Manila: Three technical divers, composed of a Filipino, a British national and an American were lauded for extracting on Tuesday the body of Interior and Local Government secretary Jesse Robredo from the Piper Seneca plane that crashed and landed at 55 metres under the Masbate Bay in central Philippines last Saturday, a local paper reported.

Matt Reed, 35, was diving with Anna Cu Unjieng, 37, a Filipino, and Shelagh Cooley, 29, an American, when he saw Robredo’s body and the upturned fuselage of the Piper Seneca in the depths of the Masbate Pass at ast seven on Tuesday morning, the Inquirer said.

“Matt is probably the most experienced technical diver in the Philippines,” David Joyce, an Irish national and Reed’s partner in Evolution, a popular dive resort in Malapascua island in Cebu, central Philippines, told the Inquirer.

Reed refused to be interviewed, adding he could talk about his expertise after the bodies of all victims have been retrieved.

Last Monday, the Philippine National Police headquarters in Central Visayas asked the three divers to help other divers who have been trying to look for Robredo, the plane’s pilot and owner of Aviatour Travel, Jessup Cahinting, and a student pilot, Kshitiz Chand from Nepal, Police Chief Supt. Vicente Loot also told the Inquirer.

Loot said he assisted the team by carrying their diving equipment, including four tanks that contain different gases, regulators for decompression and re-breather units that process the gas exhaled by the diver, so he can inhale it again.

The three technical divers were ferried from Cebu to Masbate by a Philippine Air Force plane on Monday.

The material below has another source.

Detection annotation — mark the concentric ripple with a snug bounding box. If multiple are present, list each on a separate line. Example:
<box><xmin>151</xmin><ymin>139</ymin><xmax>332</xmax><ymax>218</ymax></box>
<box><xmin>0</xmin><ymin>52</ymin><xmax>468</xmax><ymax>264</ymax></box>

The team dove at 6 in the morning. They saw the plane’s fuselage and brought up the body of Robredo to a Coast Guard vessel at 7:25 Tuesday morning, Communications Secretary Ramon Carandang told Rappler, a news website.

What Reed documented in his underwater camera was used for the rescue effort, said Carandang, but other sources said the documentation could be used for investigation.

Reed was only 17 when he became a recreational diver. When he turned 21, he decided to be a technical diver. He completed his open water course on Gozo Island in the Mediterranean and was a certified diver in 1990. He has logged 6,000 dives since then, Joyce said.

Lured by Southeast Asia’s divers’ spots, he “hits the water almost every day,” Joyce said, adding that Reed teaches cave and wreck diving, and courses on the use of gas and re-breather in technical diving.

Discipline and well-trained technical divers can go to a maximum depth of 40 metres, and a slow ascent at 90 minutes to two hours or three metres per minute.

Joyce said he did not join the three technical divers because his wife was about to deliver a baby.

A German technical diver, Danny Brumbach, lost consciousness when he reached 60 feet under the sea. He survived what divers call as decompression sickness.